When you take pains to define yourself as a middle-of-the-roader and a compromiser, as Arkansas’ two U. S. senators have done, there is bad that comes with the good. Hardly anyone despises you, and everyone cherishes a fond hope that you will finally land on his side on the burning issues. That is the nice part.
Like no other tandem in the Senate, Blanche Lincoln and Mark Pryor now appreciate the distressing side of the carefully crafted “moderate” image. In an evenly divided Congress that is confronting issues of biblical consequence, most of the weight of the national striving lands squarely on you. The pressure groups from all sides focus their efforts on you and, even more perilously, your voters.
When the issue arose whether to re-balance the scales between management and unhappy employees to make it easier for workers to bargain with the company through a union, business and union groups waged big campaigns to persuade Arkansans that Pryor and Lincoln would either destroy or guarantee worker rights by their votes, both sides claiming the honorable side of protecting rights. Both senators switched to favor business and the union card-check legislation died, although management groups are still running anti-union ads in Arkansas to be sure that the labor bill stays buried.
Now, far more is at stake with health-care reform. Because she is a swing member of the Senate Finance Committee, one of five congressional committees working to carry out President Obama’s promise of universal health insurance, Lincoln is at the center of the national struggle. The insurance industry and medical-provider groups are keeping up a media blitz to pressure Lincoln and Pryor to oppose a public option to private health insurance plans. Though on a far smaller scale, the interests supporting a public, or government-sponsored, plan are trying to generate public pressure on the two senators.
So where will they come down? Their public comments have been generally unremarkable, leaving every side with some expectations of getting the senators’ support. We have found ourselves increasingly optimistic that Sen. Lincoln will support a package of reforms that will guarantee medical coverage for everyone in this health-poor state.
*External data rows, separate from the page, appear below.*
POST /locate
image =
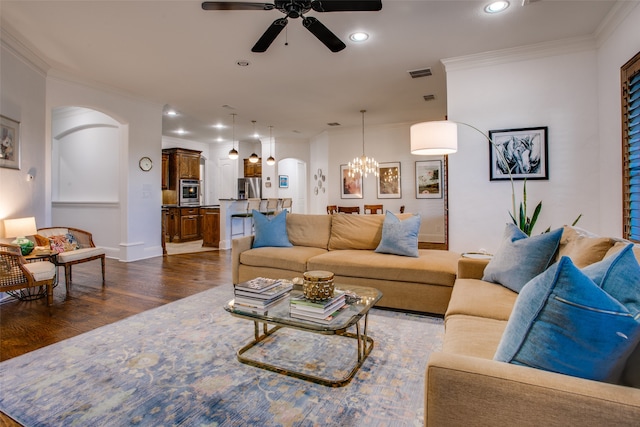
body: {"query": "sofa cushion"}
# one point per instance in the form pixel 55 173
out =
pixel 564 322
pixel 584 248
pixel 355 231
pixel 520 258
pixel 270 230
pixel 399 237
pixel 475 297
pixel 79 254
pixel 63 243
pixel 432 266
pixel 472 336
pixel 309 230
pixel 285 258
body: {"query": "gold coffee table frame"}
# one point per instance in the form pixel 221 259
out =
pixel 280 317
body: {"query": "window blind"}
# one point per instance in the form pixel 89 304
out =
pixel 631 148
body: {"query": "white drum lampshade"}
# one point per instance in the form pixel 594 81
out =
pixel 434 138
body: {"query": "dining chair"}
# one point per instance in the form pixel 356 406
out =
pixel 17 274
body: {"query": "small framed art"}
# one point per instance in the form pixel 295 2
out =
pixel 9 143
pixel 389 181
pixel 429 179
pixel 351 187
pixel 521 151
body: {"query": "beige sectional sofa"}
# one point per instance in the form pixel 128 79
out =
pixel 464 386
pixel 345 244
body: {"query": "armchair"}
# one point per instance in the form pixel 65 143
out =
pixel 17 274
pixel 86 251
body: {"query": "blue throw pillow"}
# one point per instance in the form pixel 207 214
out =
pixel 270 230
pixel 399 237
pixel 520 258
pixel 564 322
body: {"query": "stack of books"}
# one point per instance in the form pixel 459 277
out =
pixel 318 311
pixel 259 294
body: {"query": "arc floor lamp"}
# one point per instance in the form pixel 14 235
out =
pixel 441 137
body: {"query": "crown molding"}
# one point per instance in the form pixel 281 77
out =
pixel 521 53
pixel 10 41
pixel 614 18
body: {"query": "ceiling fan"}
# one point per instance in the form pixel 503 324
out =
pixel 296 9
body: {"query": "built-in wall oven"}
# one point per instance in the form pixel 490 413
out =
pixel 189 192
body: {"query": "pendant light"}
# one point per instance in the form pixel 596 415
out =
pixel 363 165
pixel 271 160
pixel 253 158
pixel 233 153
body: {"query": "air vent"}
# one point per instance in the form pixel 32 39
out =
pixel 424 72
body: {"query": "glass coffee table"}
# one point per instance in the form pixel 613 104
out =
pixel 359 301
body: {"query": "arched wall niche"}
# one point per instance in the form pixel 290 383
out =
pixel 87 145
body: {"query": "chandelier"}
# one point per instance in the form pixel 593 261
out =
pixel 363 165
pixel 233 153
pixel 271 160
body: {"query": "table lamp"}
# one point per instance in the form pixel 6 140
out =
pixel 19 228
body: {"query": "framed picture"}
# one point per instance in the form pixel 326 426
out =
pixel 350 187
pixel 389 181
pixel 522 151
pixel 429 179
pixel 9 143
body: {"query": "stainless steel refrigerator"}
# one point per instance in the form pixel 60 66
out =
pixel 249 188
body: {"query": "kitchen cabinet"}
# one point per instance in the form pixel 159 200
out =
pixel 210 227
pixel 183 224
pixel 252 170
pixel 165 171
pixel 181 164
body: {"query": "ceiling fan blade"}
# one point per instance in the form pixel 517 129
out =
pixel 346 5
pixel 323 34
pixel 236 5
pixel 270 35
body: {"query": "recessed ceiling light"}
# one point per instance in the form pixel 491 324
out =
pixel 496 6
pixel 358 36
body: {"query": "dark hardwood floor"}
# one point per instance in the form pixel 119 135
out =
pixel 130 288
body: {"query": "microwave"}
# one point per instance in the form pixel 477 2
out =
pixel 189 192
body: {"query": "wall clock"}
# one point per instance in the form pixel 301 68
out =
pixel 145 164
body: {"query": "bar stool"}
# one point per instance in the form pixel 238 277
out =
pixel 250 205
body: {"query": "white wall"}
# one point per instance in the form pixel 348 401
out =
pixel 386 143
pixel 22 98
pixel 130 229
pixel 615 50
pixel 548 85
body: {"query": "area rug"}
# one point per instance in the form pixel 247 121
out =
pixel 176 365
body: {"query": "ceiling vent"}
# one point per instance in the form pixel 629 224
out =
pixel 424 72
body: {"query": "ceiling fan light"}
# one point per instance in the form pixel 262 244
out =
pixel 496 6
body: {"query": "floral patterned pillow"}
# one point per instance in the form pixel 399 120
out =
pixel 63 243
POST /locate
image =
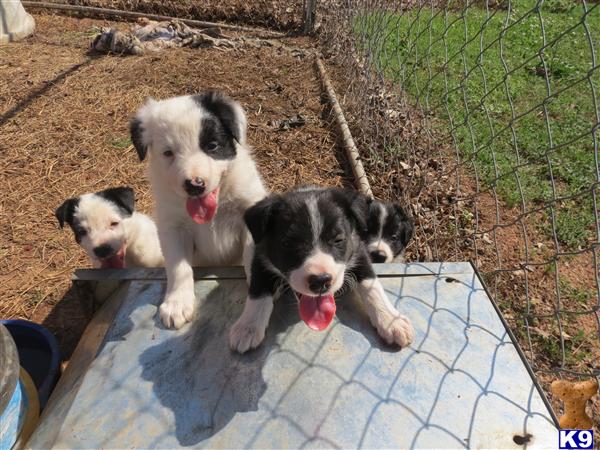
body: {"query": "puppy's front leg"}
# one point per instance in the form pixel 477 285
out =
pixel 392 326
pixel 249 330
pixel 177 307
She said that was her expectation: that every Arkansan and every American will have access to affordable health insurance. Her biggest supporters, the Walmart company and family, came out recently for the president’s idea of mandatory employer participation, and she said that helped and that she would favor it, too.
An op-ed article signed by Lincoln that appeared in Arkansas newspapers last week said she favored having either a government plan alongside private insurance plans or else nonprofit cooperatives that would offer competing plans to the insurance industry’s. She had seemed earlier to lean toward the cooperatives, but last week she expressed no preference between the government and nonprofit option. That is at least hopeful.
If she is deliberate and objective, she will conclude that the two do not offer the same prospect of healthy competition. The idea of the government plan is that it would compete with the insurance oligopoly and drive down prices. That is why both the handful of insurers and some medical interests oppose it. They fear that the government health plans would maintain the low hospital and physician rates paid now by Medicare. If they were to compete for individual and group coverage with the low-cost government plan, the companies would have to lower reimbursement rates, trim their profits or find big administrative savings. The ballooning cost of health insurance would level off (the cost of insurance in Arkansas rose 66 percent between 2001 and 2007, more than five times the rate of income increase).
The question is, would an amalgam of cooperatives that could spring up around the country under the other scenario offer rates low enough that the low-to-middle-income insured in Arkansas could afford it? Without the bargaining power of a central public plan, could they force lower expenses? Could they compete at all?
History is not encouraging. The federal Farm Security Administration encouraged health cooperatives in the 1930s and 1940s but, small and under-capitalized, they fizzled. Blue Cross and Blue Shield, now one of the giants in the industry, began as community nonprofit plans. Now mutual companies, they are indistinguishable from the other commercial carriers. Some of the most profitable and high-cost companies in the country are former Blue plans.
Sen. Kent Conrad (D-N.D), the leading exponent of cooperatives, has suggested an alternative that might work, though not as well as a government plan. Instead of a hodgepodge of state and community coops, it would be a single national cooperative, independent of the government but chartered by Congress and operating under some congressional rules — something like the social-insurance funds in Germany and some other western European countries.
Conceivably, it might be little different from a government-sponsored plan modeled on Medicare, but it would give Lincoln and Pryor some ideological cover.